Go: proposal: unsafe: clarify unsafe.Pointer rules for package syscall

Created on 3 Oct 2019  ·  28Comments  ·  Source: golang/go

unsafe.Pointer's rule 4 says:

Conversion of a Pointer to a uintptr when calling syscall.Syscall.

The Syscall functions in package syscall pass their uintptr arguments directly to the operating system, which then may, depending on the details of the call, reinterpret some of them as pointers. That is, the system call implementation is implicitly converting certain arguments back from uintptr to pointer.

It talks about "the Syscall functions", but on Windows, there's also Proc.Call and LazyProc.Call.

Q1: Are these two functions "Syscall functions"? Strictly speaking, I would interpret "Syscall functions" to mean Syscall{,6,9,12,15,18}. Perhaps the docs should be clarified.

Q2: Do functions have to be called directly, or are indirect calls allowed? The rule explicitly warns that conversions have to be performed directly in the argument list, but it doesn't say anything about indirect calls.

Q3: For Proc.Call and LazyProc.Call, are direct calls via method expressions allowed? E.g., if x.Call(uintptr(p), 0, 0) is valid, then is (*Proc).Call(x, uintptr(p), 0, 0) also valid?

Clarifying this is relevant to determining how far we need to go in fixing #34474.

Incidentally, Q2 and Q3 also apply to rule 5. The status quo there is that cmd/compile safely handles unsafe.Pointer(f(...)) for all f(...), so we do allow indirect and method expression calls to reflect.Value.Pointer and reflect.Value.UnsafeAddr.

/cc @rsc @ianlancetaylor

Proposal Proposal-Hold

All 28 comments

The part you quoted is the rationale. The real rule is in the part you didn't quote:

The compiler handles a Pointer converted to a uintptr in the argument list of a call to a function implemented in assembly by arranging that the referenced allocated object, if any, is retained and not moved until the call completes, even though from the types alone it would appear that the object is no longer needed during the call.

For the compiler to recognize this pattern, the conversion must appear in the argument list:

My answers, such as they are, to your questions.

Q1: Are these two functions "Syscall functions"? Strictly speaking, I would interpret "Syscall functions" to mean Syscall{,6,9,12,15,18}. Perhaps the docs should be clarified.

Per above, the rule applies to any function implemented in assembly. syscall.Proc.Call and syscall.LazyProc.Call are not implemented in assembly, and, as such, this rule does not apply to them.

Q2: Do functions have to be called directly, or are indirect calls allowed? The rule explicitly warns that conversions have to be performed directly in the argument list, but it doesn't say anything about indirect calls.
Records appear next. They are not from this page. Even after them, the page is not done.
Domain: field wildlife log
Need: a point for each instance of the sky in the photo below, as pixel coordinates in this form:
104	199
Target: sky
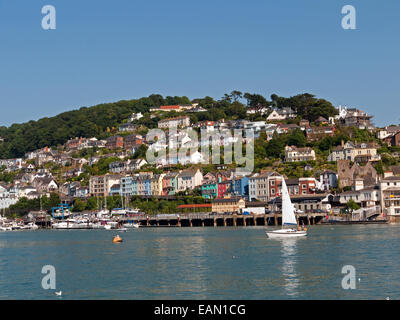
105	51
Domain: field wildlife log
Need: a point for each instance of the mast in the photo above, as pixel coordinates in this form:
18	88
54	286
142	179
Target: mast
288	217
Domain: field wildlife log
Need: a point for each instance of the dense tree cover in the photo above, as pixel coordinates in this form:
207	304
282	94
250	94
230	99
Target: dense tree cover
103	120
86	122
24	205
306	106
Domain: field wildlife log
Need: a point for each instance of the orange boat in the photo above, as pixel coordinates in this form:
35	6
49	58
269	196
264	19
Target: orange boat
117	239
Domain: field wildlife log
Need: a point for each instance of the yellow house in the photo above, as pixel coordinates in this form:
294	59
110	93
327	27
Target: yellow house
156	184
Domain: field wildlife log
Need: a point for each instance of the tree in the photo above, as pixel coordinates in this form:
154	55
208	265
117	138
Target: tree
256	100
296	138
79	205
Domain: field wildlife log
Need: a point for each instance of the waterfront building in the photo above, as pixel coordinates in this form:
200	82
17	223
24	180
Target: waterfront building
258	186
348	174
305	203
231	205
362	152
115	190
189	179
240	187
390	197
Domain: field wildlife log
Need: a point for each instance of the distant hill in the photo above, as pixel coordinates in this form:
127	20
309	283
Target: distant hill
85	122
99	120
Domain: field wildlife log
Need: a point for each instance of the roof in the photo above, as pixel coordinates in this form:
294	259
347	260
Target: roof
194	206
222	200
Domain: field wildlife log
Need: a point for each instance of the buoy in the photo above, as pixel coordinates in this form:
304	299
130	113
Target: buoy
117	239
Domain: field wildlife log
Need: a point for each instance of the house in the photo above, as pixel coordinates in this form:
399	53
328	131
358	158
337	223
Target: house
348	174
387	131
24	191
305	203
231	205
362	152
115	189
135	164
170	183
117	167
101	185
304	124
7	197
206	125
209	177
45	184
258	109
197	109
328	180
73	144
321	121
318	133
127	127
294	154
157	184
189	179
114	142
176	108
209	190
352	117
258	186
390	197
177	122
135	116
133	141
365	197
392	140
285	128
240	186
281	114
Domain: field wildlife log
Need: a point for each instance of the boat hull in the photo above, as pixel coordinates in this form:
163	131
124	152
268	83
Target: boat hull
285	233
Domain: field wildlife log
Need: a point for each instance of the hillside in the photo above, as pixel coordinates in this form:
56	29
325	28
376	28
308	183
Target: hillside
99	120
85	122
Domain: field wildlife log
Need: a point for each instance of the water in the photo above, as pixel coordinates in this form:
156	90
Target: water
202	263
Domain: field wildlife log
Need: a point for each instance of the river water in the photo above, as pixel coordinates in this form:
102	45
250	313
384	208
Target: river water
202	263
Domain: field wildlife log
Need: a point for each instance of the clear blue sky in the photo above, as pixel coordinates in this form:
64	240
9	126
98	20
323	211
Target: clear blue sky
104	51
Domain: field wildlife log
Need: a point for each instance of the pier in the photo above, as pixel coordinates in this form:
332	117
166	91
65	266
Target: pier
220	220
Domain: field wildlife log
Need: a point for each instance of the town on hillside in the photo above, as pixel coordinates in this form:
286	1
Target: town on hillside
336	164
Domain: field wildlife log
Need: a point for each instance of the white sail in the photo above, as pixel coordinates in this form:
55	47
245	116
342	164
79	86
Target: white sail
288	217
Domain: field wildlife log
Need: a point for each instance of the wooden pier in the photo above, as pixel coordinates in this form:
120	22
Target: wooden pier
221	220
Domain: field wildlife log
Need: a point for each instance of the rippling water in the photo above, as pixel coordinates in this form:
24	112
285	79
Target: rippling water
202	263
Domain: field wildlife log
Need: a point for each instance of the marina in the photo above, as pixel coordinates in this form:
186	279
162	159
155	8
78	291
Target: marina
202	263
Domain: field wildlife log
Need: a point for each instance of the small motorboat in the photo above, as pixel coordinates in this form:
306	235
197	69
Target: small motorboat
117	239
131	225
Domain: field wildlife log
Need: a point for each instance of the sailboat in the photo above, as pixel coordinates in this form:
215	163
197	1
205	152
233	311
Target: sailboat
288	218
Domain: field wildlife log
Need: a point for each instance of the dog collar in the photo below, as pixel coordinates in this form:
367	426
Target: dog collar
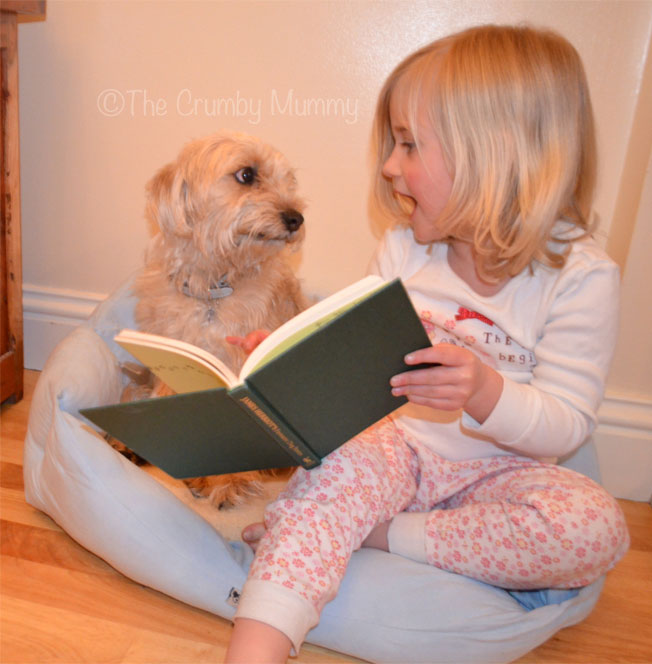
215	293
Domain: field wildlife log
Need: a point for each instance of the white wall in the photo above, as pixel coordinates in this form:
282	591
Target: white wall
85	160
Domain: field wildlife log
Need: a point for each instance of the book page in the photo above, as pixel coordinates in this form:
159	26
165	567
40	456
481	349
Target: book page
181	366
308	321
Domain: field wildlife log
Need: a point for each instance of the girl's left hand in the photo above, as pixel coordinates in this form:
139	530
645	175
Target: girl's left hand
462	381
249	342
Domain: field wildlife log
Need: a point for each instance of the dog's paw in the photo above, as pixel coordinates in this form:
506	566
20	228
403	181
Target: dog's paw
227	491
125	451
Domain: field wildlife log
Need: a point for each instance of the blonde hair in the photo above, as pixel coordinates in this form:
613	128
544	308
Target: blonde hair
511	109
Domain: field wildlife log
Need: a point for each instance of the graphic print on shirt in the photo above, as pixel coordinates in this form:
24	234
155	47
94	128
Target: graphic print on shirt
470	329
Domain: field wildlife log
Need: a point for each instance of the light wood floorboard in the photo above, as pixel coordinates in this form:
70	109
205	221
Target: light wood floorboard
61	604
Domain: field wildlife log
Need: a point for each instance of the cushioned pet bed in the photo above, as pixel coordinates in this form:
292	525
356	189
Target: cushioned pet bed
389	609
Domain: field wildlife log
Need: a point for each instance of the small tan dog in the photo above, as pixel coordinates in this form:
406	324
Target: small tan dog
224	212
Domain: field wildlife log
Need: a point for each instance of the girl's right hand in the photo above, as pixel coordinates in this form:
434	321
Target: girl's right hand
249	342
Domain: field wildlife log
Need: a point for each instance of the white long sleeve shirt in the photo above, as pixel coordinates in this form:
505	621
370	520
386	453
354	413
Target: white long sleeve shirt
550	333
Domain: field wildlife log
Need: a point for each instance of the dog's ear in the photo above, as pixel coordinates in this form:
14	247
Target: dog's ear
166	201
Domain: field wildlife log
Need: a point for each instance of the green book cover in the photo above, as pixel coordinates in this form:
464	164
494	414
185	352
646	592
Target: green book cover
294	409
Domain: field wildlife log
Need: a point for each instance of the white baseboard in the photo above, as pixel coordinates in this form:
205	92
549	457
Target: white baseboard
623	439
50	314
623	436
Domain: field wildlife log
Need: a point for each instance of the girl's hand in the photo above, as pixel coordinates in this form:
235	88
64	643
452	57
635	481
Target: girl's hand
249	342
462	381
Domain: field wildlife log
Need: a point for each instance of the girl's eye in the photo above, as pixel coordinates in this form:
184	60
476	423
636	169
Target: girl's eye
245	175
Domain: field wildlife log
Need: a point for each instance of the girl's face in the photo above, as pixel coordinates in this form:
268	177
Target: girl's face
418	174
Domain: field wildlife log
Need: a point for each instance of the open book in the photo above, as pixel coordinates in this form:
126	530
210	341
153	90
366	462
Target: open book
314	383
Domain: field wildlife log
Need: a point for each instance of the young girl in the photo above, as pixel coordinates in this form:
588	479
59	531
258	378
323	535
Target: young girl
485	153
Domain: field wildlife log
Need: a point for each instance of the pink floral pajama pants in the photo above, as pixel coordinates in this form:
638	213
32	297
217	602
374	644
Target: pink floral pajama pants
509	521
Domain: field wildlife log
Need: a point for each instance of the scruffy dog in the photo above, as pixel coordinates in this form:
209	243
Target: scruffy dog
224	212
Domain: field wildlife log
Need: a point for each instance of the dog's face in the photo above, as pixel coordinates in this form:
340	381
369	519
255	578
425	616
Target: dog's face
228	200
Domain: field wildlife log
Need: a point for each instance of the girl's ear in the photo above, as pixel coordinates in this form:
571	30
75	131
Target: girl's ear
167	201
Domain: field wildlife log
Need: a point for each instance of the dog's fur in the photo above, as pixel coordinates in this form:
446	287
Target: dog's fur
224	212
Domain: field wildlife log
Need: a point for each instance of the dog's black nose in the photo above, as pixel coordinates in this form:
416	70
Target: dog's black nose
292	219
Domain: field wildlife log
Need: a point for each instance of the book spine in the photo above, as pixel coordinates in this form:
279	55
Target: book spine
253	404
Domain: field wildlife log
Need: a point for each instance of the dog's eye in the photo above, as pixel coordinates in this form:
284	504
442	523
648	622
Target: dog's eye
245	175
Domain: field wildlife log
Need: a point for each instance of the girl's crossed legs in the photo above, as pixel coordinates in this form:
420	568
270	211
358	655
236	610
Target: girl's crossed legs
510	521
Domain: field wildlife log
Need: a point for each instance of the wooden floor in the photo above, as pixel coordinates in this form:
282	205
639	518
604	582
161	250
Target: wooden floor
62	604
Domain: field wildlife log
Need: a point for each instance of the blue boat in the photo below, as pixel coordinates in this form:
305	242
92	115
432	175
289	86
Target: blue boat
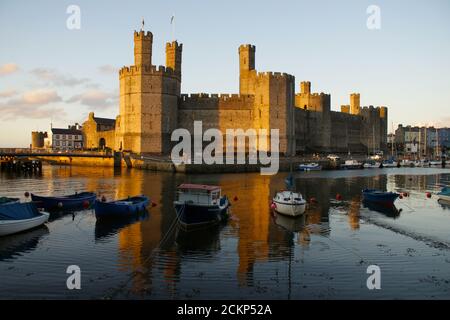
200	205
6	200
379	196
444	194
121	208
77	201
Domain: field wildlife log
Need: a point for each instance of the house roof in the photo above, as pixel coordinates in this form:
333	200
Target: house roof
105	121
198	187
66	131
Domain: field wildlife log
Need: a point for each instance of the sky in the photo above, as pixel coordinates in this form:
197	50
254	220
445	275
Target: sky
52	74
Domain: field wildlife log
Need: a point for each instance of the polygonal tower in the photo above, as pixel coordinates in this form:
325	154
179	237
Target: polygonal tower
148	99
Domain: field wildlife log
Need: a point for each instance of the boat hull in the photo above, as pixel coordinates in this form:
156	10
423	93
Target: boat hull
84	201
8	227
192	215
116	209
309	168
386	198
290	209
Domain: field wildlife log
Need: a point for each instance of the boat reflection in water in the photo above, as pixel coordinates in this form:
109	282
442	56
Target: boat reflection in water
20	243
444	204
205	240
106	228
292	224
388	210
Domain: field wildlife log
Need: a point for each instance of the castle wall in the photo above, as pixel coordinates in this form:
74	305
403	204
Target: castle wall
91	135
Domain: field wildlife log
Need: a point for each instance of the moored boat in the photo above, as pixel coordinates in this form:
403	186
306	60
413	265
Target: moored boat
310	167
389	164
444	194
199	205
121	208
382	197
351	164
372	164
7	200
82	200
17	217
289	203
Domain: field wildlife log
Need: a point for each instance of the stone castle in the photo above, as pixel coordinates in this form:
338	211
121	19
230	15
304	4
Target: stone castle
152	106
I think the functions have to be called directly, and we should update the unsafe package docs to say that.

Q3: For Proc.Call and LazyProc.Call, are direct calls via method expressions allowed? E.g., if x.Call(uintptr(p), 0, 0) is valid, then is (*Proc).Call(x, uintptr(p), 0, 0) also valid?

I suppose that first we have to come up with a rule for Proc.Call and LazyProc.Call.

When I introduced go:uintptrescapes for #16035, my thinking was basically that there was no general rule that could make that code work, but since it already existed and people were using it we should at least try to keep those programs working. It wasn't intended to introduce a new general unsafe.Pointer exception, just one for those two methods.

The part you quoted is the rationale. The real rule is in the part you didn't quote:

Hm, I've always interpreted the first line as the rule, and everything below as the rationale, restrictions, and details. For example, that rule 4 is you can convert unsafe.Pointer-to-uintptr when calling syscall.Syscall, and the part you describe as the real rule is just an explanation of the implementation details about how the compilers implement this today (i.e., that syscall.Syscall are implemented as assembly functions, and the compilers generically handle calls to assembly functions this way).

If rule 4 is in fact that all assembly functions should be handled that way (with syscall.Syscall as just a special case thereof), I think we should reword the first sentence to better emphasize that.

Yes, my interpretation is that this applies to all functions written in assembly, since the rule clearly applies to more than the single function syscall.Syscall. But perhaps I am mistaken.

I think making //go:uintptrescapes work correctly for these functions is probably the best way to go, since there really isn't a general rule, it depends on semantics of the OS call.

@beoran The issue here is we've never defined exactly what it means for //go:uintptrescapes to "work correctly". As far as I can tell, it's not documented anywhere (e.g., neither cmd/compile's godocs, nor src/runtime/HACKING.md).

I've generally been under the assumption that (1) rule 4 is meant to apply specifically to package syscall's functions like Syscall, RawSyscall, Proc.Call, and LazyProc.Call, and (2) //go:uintptrescapes and cmd/compile's semantics for calling assembly functions are implementation details about how we guarantee rule 4 today.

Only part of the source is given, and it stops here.